WEDNESDAY, July 11, 2018 — The incidence of treatment-emergent small-cell neuroendocrine prostate cancer (t-SCNC) is 17 percent among patients with metastatic castration-resistant prostate cancer (mCRPC), and many t-SCNC biopsy specimens have androgen receptor (AR) amplification and protein expression, according to a study published online July 9 in the Journal of Clinical Oncology.
Rahul Aggarwal, M.D., from the University of California in San Francisco, and colleagues performed metastatic tumor biopsy of 202 patients with progressive mCRPC. The specimens underwent independent, blinded pathology review and RNA/DNA sequencing.

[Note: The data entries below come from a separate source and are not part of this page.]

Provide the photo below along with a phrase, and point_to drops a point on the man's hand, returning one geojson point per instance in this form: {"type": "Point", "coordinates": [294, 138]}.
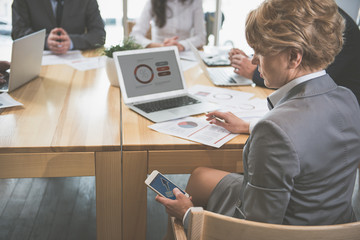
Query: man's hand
{"type": "Point", "coordinates": [230, 122]}
{"type": "Point", "coordinates": [58, 41]}
{"type": "Point", "coordinates": [241, 63]}
{"type": "Point", "coordinates": [176, 208]}
{"type": "Point", "coordinates": [173, 41]}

The researchers found that there was a 79 percent biopsy evaluable rate. The overall incidence of detection of t-SCNC was 17 percent. Of t-SCNC biopsy specimens, AR amplification and protein expression were present in 67 and 75 percent, respectively. The proportions of t-SCNC detected were similar in bone, node, and visceral organ biopsy specimens. There was nearly mutual exclusivity for genomic alterations in the DNA repair pathway with t-SCNC differentiation. Among patients with prior AR-targeting therapy for mCRPC, detection of t-SCNC correlated with shortened overall survival (hazard ratio, 2.02). A small-cell-like cluster that further enriched for adverse survival outcomes was identified in unsupervised hierarchical clustering of the transcriptome (hazard ratio, 3.00). In multiple external datasets, a t-SCNC transcriptional signature was developed and validated with >90 percent accuracy.
“t-SCNC is present in nearly one-fifth of patients with mCRPC and is associated with shortened survival,” the authors write.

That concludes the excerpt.